When we performed 16 tests on the same data the chance of getting at least one false positive rises from 5% to 56%.
That is the reason we need to set alpha with a lower value- 0.05/16=0.003125. 
In each step, I set alpha to 0.05/n, when n equals the number of times the test has been done so far.
In all the tests we got a p-value of 1, which means, even if alpha had a lower value, the hypothesis could not be rejected. 

##### conclusion: 

For a startup that sells food products, there is a need to investigate user behavior for the company's app:
The data holds information about users logging into the app and moving through the 4 stages to completing the purchases, from 01/08/2019 - 07/08/2019.

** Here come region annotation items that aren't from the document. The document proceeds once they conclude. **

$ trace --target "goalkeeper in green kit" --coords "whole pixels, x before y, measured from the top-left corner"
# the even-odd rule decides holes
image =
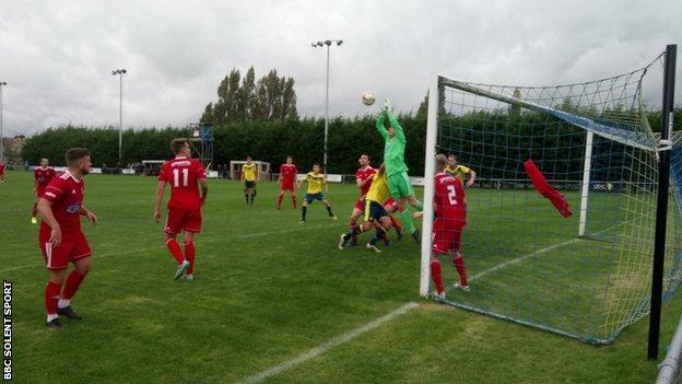
[[[388,129],[386,128],[388,123]],[[388,100],[381,107],[379,116],[376,118],[376,127],[384,138],[384,163],[388,175],[388,189],[393,200],[398,202],[400,211],[398,216],[412,234],[415,242],[420,243],[420,231],[414,226],[412,213],[405,207],[405,200],[418,211],[423,209],[422,202],[414,196],[414,189],[408,176],[408,166],[404,163],[404,149],[408,140],[398,119],[390,110]]]

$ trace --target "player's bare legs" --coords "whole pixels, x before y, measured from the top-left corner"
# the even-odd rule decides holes
[[[278,209],[282,208],[282,199],[285,191],[289,191],[289,197],[292,199],[294,209],[296,209],[296,194],[294,194],[293,189],[280,189],[280,196],[278,197]]]
[[[452,253],[452,264],[455,264],[455,268],[457,268],[457,274],[459,274],[459,284],[455,287],[468,291],[469,290],[469,281],[467,280],[467,269],[465,268],[465,258],[462,257],[459,251],[455,251]]]
[[[327,200],[327,198],[324,198],[322,203],[325,205],[325,208],[327,208],[327,213],[329,213],[331,220],[337,220],[337,217],[331,212],[331,203],[329,202],[329,200]]]
[[[339,249],[343,249],[345,243],[348,243],[351,237],[357,236],[363,232],[372,231],[373,228],[376,229],[376,232],[369,243],[367,243],[367,248],[374,252],[381,252],[376,247],[376,243],[384,238],[386,232],[391,228],[391,221],[387,216],[379,219],[378,222],[373,220],[365,221],[361,225],[352,228],[348,233],[342,234],[339,238]]]
[[[185,255],[183,255],[183,249],[180,248],[180,244],[178,244],[175,237],[176,237],[175,233],[166,232],[166,247],[168,247],[168,251],[170,251],[170,255],[173,255],[173,257],[175,258],[175,261],[177,261],[177,265],[178,265],[175,271],[175,280],[177,280],[183,277],[183,274],[185,274],[185,271],[187,271],[187,269],[190,266],[190,263],[187,259],[185,259]]]
[[[405,224],[408,231],[412,234],[412,238],[419,244],[421,242],[420,231],[414,226],[414,222],[412,221],[412,213],[407,209],[405,201],[409,202],[412,207],[414,207],[418,211],[424,209],[424,206],[421,201],[414,197],[414,195],[410,195],[408,197],[401,197],[398,199],[398,216],[402,219],[402,222]]]
[[[434,284],[436,286],[435,299],[437,301],[444,301],[445,288],[443,287],[443,270],[440,268],[440,260],[438,260],[438,255],[434,253],[431,254],[431,277],[433,278]]]
[[[369,243],[367,243],[367,249],[381,252],[379,251],[379,248],[377,248],[376,243],[379,240],[386,238],[386,233],[391,228],[391,221],[387,216],[385,216],[379,219],[378,222],[375,221],[374,226],[376,229],[376,232],[374,233],[374,236],[372,236],[372,238],[369,240]]]
[[[74,269],[69,274],[67,281],[61,291],[61,298],[57,303],[59,307],[58,314],[64,315],[71,319],[81,319],[82,317],[71,309],[71,299],[75,295],[75,292],[81,287],[81,283],[90,272],[92,267],[92,257],[82,257],[73,261]]]
[[[301,205],[301,221],[298,223],[305,223],[306,214],[308,214],[308,201],[303,201]]]
[[[386,213],[388,213],[388,218],[391,221],[391,225],[392,228],[396,229],[396,233],[398,234],[398,240],[402,240],[402,224],[400,224],[400,221],[398,221],[398,219],[396,219],[396,217],[393,216],[393,212],[396,211],[395,209],[395,203],[387,203],[384,206],[384,209],[386,209]]]
[[[185,241],[185,258],[189,261],[189,267],[185,272],[185,279],[193,280],[195,279],[195,258],[196,258],[196,249],[195,249],[195,233],[189,231],[183,231],[183,240]]]
[[[47,325],[50,328],[61,329],[64,326],[59,323],[59,299],[61,287],[67,277],[66,269],[48,269],[49,280],[47,281],[47,287],[45,287],[45,309],[47,310]]]
[[[351,230],[357,226],[357,218],[363,214],[363,210],[353,207],[353,212],[351,212]],[[354,235],[351,237],[351,245],[357,245],[357,236]]]

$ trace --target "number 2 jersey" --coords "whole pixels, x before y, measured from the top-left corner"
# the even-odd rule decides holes
[[[434,176],[436,220],[456,228],[467,225],[467,198],[461,182],[447,173]]]
[[[203,165],[190,158],[175,158],[161,166],[158,181],[170,184],[168,208],[198,210],[201,208],[198,181],[205,178]]]
[[[47,168],[37,167],[35,168],[35,171],[33,171],[33,177],[36,181],[36,193],[38,194],[38,197],[43,195],[43,191],[45,191],[45,188],[47,187],[49,182],[51,182],[52,178],[55,178],[55,176],[57,176],[57,173],[55,172],[54,168],[50,168],[50,167],[47,167]]]
[[[81,207],[83,205],[83,191],[85,181],[75,179],[69,171],[52,178],[42,198],[52,203],[52,214],[59,223],[64,236],[71,236],[81,231]],[[49,226],[43,221],[40,231],[48,231]]]

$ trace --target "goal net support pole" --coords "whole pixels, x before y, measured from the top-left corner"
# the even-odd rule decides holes
[[[438,132],[439,77],[433,75],[428,88],[428,116],[426,117],[426,153],[424,164],[424,216],[422,226],[422,263],[420,294],[428,295],[431,281],[431,232],[433,230],[434,172],[436,168],[436,136]]]
[[[670,188],[670,139],[672,139],[672,114],[674,107],[674,72],[678,46],[666,47],[663,73],[663,103],[661,107],[661,137],[658,164],[658,203],[656,207],[656,238],[651,271],[651,314],[649,316],[649,342],[647,357],[658,359],[661,303],[663,294],[663,268],[666,263],[666,224],[668,223],[668,195]]]
[[[588,131],[587,137],[585,138],[585,165],[583,167],[583,186],[580,193],[580,221],[578,224],[578,236],[580,237],[585,236],[587,226],[587,201],[590,187],[590,171],[592,168],[593,140],[595,133],[592,131]]]

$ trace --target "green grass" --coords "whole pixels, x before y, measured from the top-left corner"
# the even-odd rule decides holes
[[[47,274],[28,222],[31,175],[10,172],[0,185],[0,274],[14,283],[15,382],[236,382],[411,301],[420,306],[268,382],[648,383],[656,375],[656,362],[645,359],[646,319],[597,348],[421,300],[411,240],[381,254],[338,251],[356,194],[351,185],[331,186],[338,222],[315,202],[299,225],[289,201],[274,210],[274,184],[260,184],[256,206],[246,207],[238,184],[211,182],[197,280],[173,281],[174,261],[152,221],[154,188],[153,178],[87,177],[85,203],[101,223],[84,223],[93,270],[73,300],[84,319],[50,331]],[[486,214],[485,206],[471,206],[466,236],[475,235],[473,218]],[[531,244],[514,240],[521,229],[506,231],[501,242]],[[470,253],[472,275],[504,259]],[[446,277],[452,282],[451,269]],[[474,282],[472,293],[490,289],[486,281]],[[665,309],[661,358],[681,314],[680,300]]]

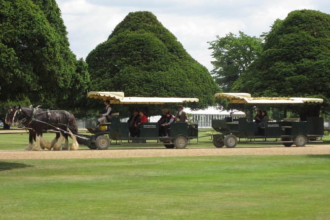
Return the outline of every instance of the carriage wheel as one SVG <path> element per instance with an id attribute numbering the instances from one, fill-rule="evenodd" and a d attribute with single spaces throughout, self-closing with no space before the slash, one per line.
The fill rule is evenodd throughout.
<path id="1" fill-rule="evenodd" d="M 291 138 L 282 138 L 282 141 L 291 141 Z M 291 147 L 292 146 L 292 145 L 293 144 L 293 142 L 283 142 L 283 145 L 284 145 L 285 147 Z"/>
<path id="2" fill-rule="evenodd" d="M 222 147 L 224 146 L 223 137 L 220 135 L 213 136 L 213 145 L 216 147 Z"/>
<path id="3" fill-rule="evenodd" d="M 224 145 L 226 147 L 235 147 L 237 144 L 237 139 L 233 135 L 228 135 L 224 138 Z"/>
<path id="4" fill-rule="evenodd" d="M 307 143 L 307 138 L 304 135 L 299 135 L 294 139 L 294 144 L 297 147 L 304 147 Z"/>
<path id="5" fill-rule="evenodd" d="M 95 145 L 100 150 L 106 150 L 110 145 L 109 138 L 104 135 L 100 135 L 95 140 Z"/>
<path id="6" fill-rule="evenodd" d="M 184 136 L 179 136 L 174 139 L 174 147 L 178 149 L 183 149 L 187 147 L 188 140 Z"/>

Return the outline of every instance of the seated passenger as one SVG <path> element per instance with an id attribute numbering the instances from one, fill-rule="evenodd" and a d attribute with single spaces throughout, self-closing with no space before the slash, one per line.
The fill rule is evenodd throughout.
<path id="1" fill-rule="evenodd" d="M 269 119 L 269 118 L 268 117 L 268 115 L 267 114 L 267 111 L 263 110 L 261 112 L 261 122 L 260 122 L 260 124 L 259 124 L 260 125 L 259 127 L 264 127 L 265 125 L 268 122 Z"/>
<path id="2" fill-rule="evenodd" d="M 147 122 L 147 118 L 146 116 L 146 113 L 142 110 L 139 112 L 140 116 L 138 117 L 138 119 L 134 123 L 135 132 L 134 134 L 132 135 L 132 137 L 139 137 L 140 136 L 140 125 L 142 123 L 146 123 Z"/>
<path id="3" fill-rule="evenodd" d="M 108 120 L 110 119 L 110 113 L 111 113 L 110 100 L 106 100 L 106 101 L 104 102 L 104 105 L 106 105 L 106 113 L 104 114 L 100 114 L 100 118 L 98 119 L 99 121 L 98 122 L 98 125 L 107 123 L 108 122 Z"/>
<path id="4" fill-rule="evenodd" d="M 128 122 L 128 128 L 131 137 L 133 136 L 135 132 L 135 122 L 139 118 L 139 111 L 137 110 L 134 110 L 133 112 L 133 114 L 131 115 L 129 119 L 127 121 Z"/>
<path id="5" fill-rule="evenodd" d="M 255 116 L 255 124 L 259 124 L 261 122 L 262 111 L 261 110 L 257 111 L 257 114 Z"/>
<path id="6" fill-rule="evenodd" d="M 263 110 L 261 112 L 261 118 L 260 122 L 257 125 L 257 134 L 258 135 L 260 134 L 260 129 L 261 128 L 264 128 L 265 125 L 268 121 L 268 115 L 267 114 L 267 111 Z"/>
<path id="7" fill-rule="evenodd" d="M 186 121 L 189 120 L 189 117 L 187 115 L 187 113 L 183 111 L 183 107 L 182 106 L 179 106 L 179 111 L 175 115 L 175 119 L 177 122 L 185 122 Z"/>
<path id="8" fill-rule="evenodd" d="M 171 112 L 167 111 L 166 121 L 159 127 L 159 136 L 168 137 L 170 136 L 170 125 L 174 121 L 174 117 L 171 114 Z"/>
<path id="9" fill-rule="evenodd" d="M 159 118 L 159 120 L 158 120 L 158 121 L 157 122 L 158 125 L 160 126 L 166 121 L 166 112 L 167 111 L 168 111 L 167 109 L 164 109 L 163 110 L 163 114 L 162 114 L 162 116 L 160 117 L 160 118 Z"/>

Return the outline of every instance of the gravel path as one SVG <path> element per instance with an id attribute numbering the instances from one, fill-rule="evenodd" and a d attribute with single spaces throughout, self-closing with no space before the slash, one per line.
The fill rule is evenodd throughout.
<path id="1" fill-rule="evenodd" d="M 103 158 L 176 156 L 226 156 L 241 155 L 330 154 L 330 145 L 307 145 L 302 147 L 192 147 L 185 149 L 121 148 L 106 150 L 80 149 L 75 151 L 0 150 L 0 159 L 59 158 Z"/>

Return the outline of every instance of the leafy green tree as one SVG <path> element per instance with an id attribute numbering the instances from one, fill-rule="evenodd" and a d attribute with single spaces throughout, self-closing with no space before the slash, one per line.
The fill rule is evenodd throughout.
<path id="1" fill-rule="evenodd" d="M 314 97 L 330 103 L 330 15 L 290 13 L 264 35 L 263 52 L 240 76 L 233 91 L 255 96 Z"/>
<path id="2" fill-rule="evenodd" d="M 67 34 L 55 0 L 0 1 L 0 119 L 7 104 L 20 101 L 85 109 L 76 101 L 89 86 L 87 66 L 76 60 Z"/>
<path id="3" fill-rule="evenodd" d="M 218 91 L 207 69 L 149 12 L 130 13 L 86 61 L 91 90 L 199 98 L 199 103 L 187 105 L 194 109 L 212 105 Z"/>
<path id="4" fill-rule="evenodd" d="M 211 73 L 224 91 L 230 92 L 233 84 L 249 65 L 257 59 L 262 50 L 259 37 L 250 37 L 242 32 L 239 36 L 232 33 L 209 42 L 213 50 Z"/>
<path id="5" fill-rule="evenodd" d="M 76 117 L 88 117 L 90 111 L 93 112 L 86 98 L 87 91 L 90 85 L 88 65 L 80 58 L 76 61 L 75 67 L 75 72 L 71 79 L 70 91 L 67 91 L 70 96 L 66 99 L 57 100 L 56 103 L 58 109 L 69 110 Z"/>
<path id="6" fill-rule="evenodd" d="M 42 11 L 37 4 L 45 5 L 52 2 L 59 10 L 55 0 L 36 2 L 1 1 L 2 100 L 27 94 L 32 102 L 40 103 L 52 99 L 54 94 L 67 95 L 60 92 L 71 85 L 75 70 L 75 56 L 69 47 L 64 25 L 61 28 L 57 25 L 51 25 L 47 19 L 55 24 L 56 17 L 47 17 L 51 13 Z M 63 24 L 60 17 L 57 18 L 57 23 Z"/>

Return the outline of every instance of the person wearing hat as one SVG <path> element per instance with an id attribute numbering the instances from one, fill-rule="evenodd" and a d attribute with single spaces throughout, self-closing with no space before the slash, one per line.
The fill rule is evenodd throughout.
<path id="1" fill-rule="evenodd" d="M 170 134 L 170 125 L 174 121 L 174 117 L 170 111 L 166 112 L 166 118 L 165 123 L 159 126 L 159 136 L 169 136 Z"/>
<path id="2" fill-rule="evenodd" d="M 129 119 L 127 121 L 128 122 L 128 129 L 131 134 L 131 136 L 133 136 L 135 132 L 135 122 L 138 120 L 139 117 L 139 111 L 136 109 L 133 112 L 133 114 L 131 115 Z"/>
<path id="3" fill-rule="evenodd" d="M 158 121 L 157 122 L 159 126 L 161 125 L 166 121 L 166 112 L 168 111 L 168 110 L 167 109 L 164 109 L 163 110 L 163 114 L 162 114 L 162 116 L 160 117 L 160 118 L 159 118 L 159 120 L 158 120 Z"/>
<path id="4" fill-rule="evenodd" d="M 187 113 L 183 111 L 183 107 L 180 105 L 179 106 L 178 111 L 175 115 L 175 118 L 177 122 L 185 122 L 186 121 L 189 120 L 189 117 L 187 115 Z"/>
<path id="5" fill-rule="evenodd" d="M 110 118 L 110 113 L 111 113 L 110 100 L 106 100 L 104 102 L 104 105 L 106 105 L 106 113 L 104 114 L 100 114 L 100 118 L 98 119 L 99 124 L 107 123 L 108 122 L 108 118 Z"/>

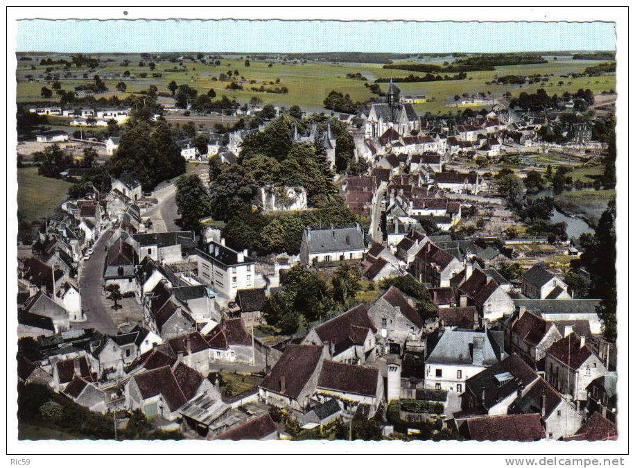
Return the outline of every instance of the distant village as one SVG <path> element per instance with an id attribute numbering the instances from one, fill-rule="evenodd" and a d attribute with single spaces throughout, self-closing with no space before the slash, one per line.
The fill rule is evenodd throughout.
<path id="1" fill-rule="evenodd" d="M 528 155 L 599 158 L 607 144 L 563 112 L 520 111 L 503 98 L 458 101 L 486 110 L 452 119 L 417 114 L 421 99 L 400 97 L 391 82 L 363 114 L 292 128 L 293 144 L 319 147 L 360 220 L 303 227 L 297 252 L 233 248 L 205 220 L 200 229 L 173 225 L 165 207 L 175 209 L 174 182 L 148 191 L 134 171 L 113 176 L 108 191 L 66 200 L 19 246 L 19 382 L 116 415 L 122 432 L 136 411 L 189 439 L 616 439 L 617 349 L 601 298 L 580 297 L 551 261 L 580 258 L 584 243 L 513 235 L 519 218 L 496 175 L 464 164 L 512 155 L 526 175 L 545 168 Z M 28 111 L 80 129 L 133 113 Z M 243 143 L 285 112 L 275 111 L 254 128 L 210 133 L 206 151 L 193 139 L 175 143 L 205 166 L 209 187 L 206 163 L 240 162 Z M 363 171 L 338 171 L 336 125 Z M 546 141 L 556 125 L 565 141 Z M 57 130 L 35 137 L 88 141 Z M 110 157 L 122 137 L 92 144 Z M 251 204 L 261 214 L 310 213 L 310 190 L 262 183 Z M 471 231 L 460 229 L 467 224 Z M 510 275 L 519 259 L 522 270 Z M 270 333 L 272 298 L 290 294 L 288 278 L 299 270 L 354 272 L 358 295 L 345 291 L 340 310 L 293 332 Z"/>

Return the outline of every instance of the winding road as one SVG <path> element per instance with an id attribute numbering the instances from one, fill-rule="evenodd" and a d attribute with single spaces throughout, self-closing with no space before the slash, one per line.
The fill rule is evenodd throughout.
<path id="1" fill-rule="evenodd" d="M 112 231 L 105 231 L 94 245 L 94 252 L 90 259 L 84 261 L 79 277 L 82 308 L 87 316 L 85 322 L 77 323 L 80 328 L 94 328 L 104 333 L 114 335 L 117 327 L 102 302 L 103 266 L 106 259 L 106 244 Z"/>

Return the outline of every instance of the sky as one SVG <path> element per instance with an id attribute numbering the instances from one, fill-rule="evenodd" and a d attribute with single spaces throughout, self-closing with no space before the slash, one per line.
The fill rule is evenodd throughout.
<path id="1" fill-rule="evenodd" d="M 509 52 L 614 50 L 589 22 L 19 20 L 18 51 Z"/>

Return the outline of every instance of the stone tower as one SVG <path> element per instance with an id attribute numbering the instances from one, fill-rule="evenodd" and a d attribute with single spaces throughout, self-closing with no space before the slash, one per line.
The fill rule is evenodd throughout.
<path id="1" fill-rule="evenodd" d="M 388 363 L 388 401 L 399 400 L 401 396 L 401 363 L 398 359 L 390 359 Z"/>

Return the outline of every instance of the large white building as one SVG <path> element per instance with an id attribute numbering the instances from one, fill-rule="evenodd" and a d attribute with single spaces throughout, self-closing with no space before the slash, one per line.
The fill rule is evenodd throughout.
<path id="1" fill-rule="evenodd" d="M 237 252 L 220 242 L 212 241 L 197 248 L 198 277 L 229 300 L 236 298 L 239 289 L 256 287 L 256 262 L 247 257 L 247 249 Z"/>

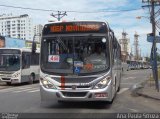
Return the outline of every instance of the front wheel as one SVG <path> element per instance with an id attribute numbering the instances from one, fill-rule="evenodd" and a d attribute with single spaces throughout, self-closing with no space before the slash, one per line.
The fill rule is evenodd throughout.
<path id="1" fill-rule="evenodd" d="M 7 85 L 8 85 L 8 86 L 10 86 L 10 85 L 11 85 L 11 82 L 6 82 L 6 83 L 7 83 Z"/>
<path id="2" fill-rule="evenodd" d="M 34 80 L 35 80 L 35 75 L 34 75 L 34 74 L 31 74 L 31 75 L 29 76 L 29 83 L 30 83 L 30 84 L 33 84 Z"/>

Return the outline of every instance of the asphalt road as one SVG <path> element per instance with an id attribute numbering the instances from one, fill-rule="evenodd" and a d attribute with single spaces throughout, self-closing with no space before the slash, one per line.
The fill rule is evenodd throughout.
<path id="1" fill-rule="evenodd" d="M 39 84 L 6 86 L 0 89 L 0 112 L 10 113 L 123 113 L 159 112 L 159 101 L 131 95 L 130 88 L 149 77 L 151 70 L 124 72 L 121 90 L 113 104 L 98 102 L 41 103 Z M 5 85 L 3 85 L 4 87 Z M 2 87 L 2 86 L 0 86 Z M 77 116 L 77 115 L 76 115 Z"/>

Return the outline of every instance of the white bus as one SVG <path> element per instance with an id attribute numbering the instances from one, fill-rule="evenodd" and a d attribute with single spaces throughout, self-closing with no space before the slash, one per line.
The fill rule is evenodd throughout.
<path id="1" fill-rule="evenodd" d="M 39 80 L 39 51 L 0 48 L 0 80 L 8 85 Z"/>
<path id="2" fill-rule="evenodd" d="M 56 22 L 44 26 L 41 101 L 113 102 L 120 81 L 121 48 L 106 22 Z"/>

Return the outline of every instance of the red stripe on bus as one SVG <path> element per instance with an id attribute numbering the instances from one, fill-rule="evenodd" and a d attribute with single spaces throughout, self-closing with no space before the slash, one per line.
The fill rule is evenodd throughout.
<path id="1" fill-rule="evenodd" d="M 61 76 L 61 89 L 65 90 L 65 78 L 64 78 L 64 76 Z"/>

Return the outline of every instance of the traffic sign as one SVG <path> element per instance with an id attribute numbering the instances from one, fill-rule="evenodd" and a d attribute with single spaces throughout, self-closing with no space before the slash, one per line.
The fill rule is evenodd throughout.
<path id="1" fill-rule="evenodd" d="M 160 43 L 160 36 L 155 36 L 156 38 L 156 43 Z M 153 42 L 154 37 L 153 36 L 147 36 L 147 41 L 148 42 Z"/>

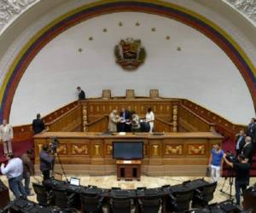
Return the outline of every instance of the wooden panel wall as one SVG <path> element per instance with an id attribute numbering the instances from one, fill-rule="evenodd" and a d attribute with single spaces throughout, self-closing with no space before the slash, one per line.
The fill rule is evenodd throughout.
<path id="1" fill-rule="evenodd" d="M 246 129 L 246 126 L 235 124 L 224 118 L 211 112 L 210 110 L 194 103 L 189 100 L 181 100 L 181 105 L 189 108 L 195 114 L 205 120 L 216 124 L 216 130 L 224 136 L 234 138 L 236 134 L 241 130 Z"/>
<path id="2" fill-rule="evenodd" d="M 215 124 L 200 117 L 189 108 L 183 105 L 179 105 L 179 125 L 187 131 L 211 131 L 215 128 Z"/>
<path id="3" fill-rule="evenodd" d="M 67 111 L 52 122 L 47 124 L 49 131 L 74 131 L 81 126 L 81 108 L 76 105 L 73 108 Z"/>
<path id="4" fill-rule="evenodd" d="M 59 140 L 58 154 L 64 164 L 114 165 L 113 141 L 143 141 L 143 165 L 202 165 L 207 164 L 212 143 L 221 143 L 222 137 L 212 133 L 176 133 L 164 136 L 126 135 L 101 136 L 97 133 L 44 133 L 35 137 L 36 164 L 39 152 L 50 137 Z M 86 168 L 86 167 L 84 167 Z M 157 169 L 156 169 L 157 170 Z"/>
<path id="5" fill-rule="evenodd" d="M 88 100 L 81 104 L 87 105 L 88 122 L 93 122 L 112 110 L 117 109 L 119 112 L 124 107 L 129 111 L 135 111 L 140 118 L 145 118 L 147 109 L 151 107 L 156 117 L 170 122 L 172 116 L 171 99 L 134 99 L 134 100 Z"/>

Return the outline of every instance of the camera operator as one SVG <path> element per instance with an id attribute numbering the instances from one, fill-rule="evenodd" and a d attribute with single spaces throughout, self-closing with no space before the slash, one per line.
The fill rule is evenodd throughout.
<path id="1" fill-rule="evenodd" d="M 211 181 L 217 182 L 220 177 L 224 151 L 220 148 L 219 144 L 214 144 L 211 151 L 208 168 L 211 168 Z"/>
<path id="2" fill-rule="evenodd" d="M 240 194 L 241 190 L 243 192 L 247 189 L 247 186 L 250 182 L 250 164 L 248 164 L 248 159 L 244 156 L 238 156 L 237 162 L 230 162 L 227 159 L 226 154 L 224 155 L 224 162 L 230 167 L 234 168 L 236 171 L 236 204 L 240 205 Z"/>
<path id="3" fill-rule="evenodd" d="M 249 136 L 245 138 L 245 145 L 242 147 L 241 154 L 248 159 L 248 163 L 252 164 L 253 156 L 253 146 L 252 143 L 252 139 Z"/>
<path id="4" fill-rule="evenodd" d="M 48 144 L 44 144 L 40 152 L 40 170 L 44 176 L 44 181 L 49 178 L 49 171 L 55 161 L 54 156 L 50 154 L 50 149 Z"/>

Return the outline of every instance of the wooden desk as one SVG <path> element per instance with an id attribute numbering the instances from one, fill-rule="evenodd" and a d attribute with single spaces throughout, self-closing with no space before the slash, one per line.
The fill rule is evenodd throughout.
<path id="1" fill-rule="evenodd" d="M 65 170 L 83 175 L 115 174 L 113 141 L 143 141 L 142 173 L 148 176 L 204 176 L 212 144 L 221 143 L 223 138 L 211 132 L 166 133 L 158 136 L 45 132 L 34 136 L 36 164 L 39 164 L 42 145 L 49 143 L 53 136 L 58 137 L 57 152 Z"/>
<path id="2" fill-rule="evenodd" d="M 141 160 L 117 160 L 117 179 L 120 181 L 141 180 Z"/>

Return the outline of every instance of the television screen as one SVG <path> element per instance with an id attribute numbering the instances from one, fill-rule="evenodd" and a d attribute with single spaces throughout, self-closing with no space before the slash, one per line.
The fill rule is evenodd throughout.
<path id="1" fill-rule="evenodd" d="M 113 158 L 124 160 L 143 158 L 143 141 L 113 141 Z"/>

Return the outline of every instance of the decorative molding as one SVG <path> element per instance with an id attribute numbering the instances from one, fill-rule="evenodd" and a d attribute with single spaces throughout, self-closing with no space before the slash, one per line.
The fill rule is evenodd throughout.
<path id="1" fill-rule="evenodd" d="M 256 26 L 256 0 L 223 0 Z"/>
<path id="2" fill-rule="evenodd" d="M 0 0 L 0 35 L 21 14 L 40 0 Z"/>

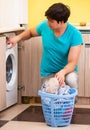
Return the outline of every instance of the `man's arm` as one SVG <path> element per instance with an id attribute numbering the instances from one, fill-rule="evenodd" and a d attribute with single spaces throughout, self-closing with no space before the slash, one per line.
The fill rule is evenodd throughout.
<path id="1" fill-rule="evenodd" d="M 64 83 L 65 75 L 74 71 L 74 68 L 78 63 L 81 48 L 82 45 L 78 45 L 70 48 L 69 55 L 68 55 L 68 64 L 55 75 L 60 85 Z"/>

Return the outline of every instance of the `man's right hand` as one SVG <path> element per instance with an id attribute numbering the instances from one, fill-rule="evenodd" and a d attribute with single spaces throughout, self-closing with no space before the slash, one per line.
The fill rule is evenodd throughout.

By studying the funnel we can see: 
   * 7282 users got into the main screen 
    * 4487 users, 61%, move on to the offer screen 
    * 3758 users, 50% , move on to the cart screen
    * only 3467 users,  47.6%, carry on to the payment stage, all the rest got lost in the earlier stages
    * we can see that most of the users got lost between the first and second stage 
By doing the Z test and comparing the 4 experiments. We found that all the 3 experiments, for each event have similar conversion rates.  That indicates similar groups. 
There is no indication that shows that changing the font will bring more customers to complete the purchases.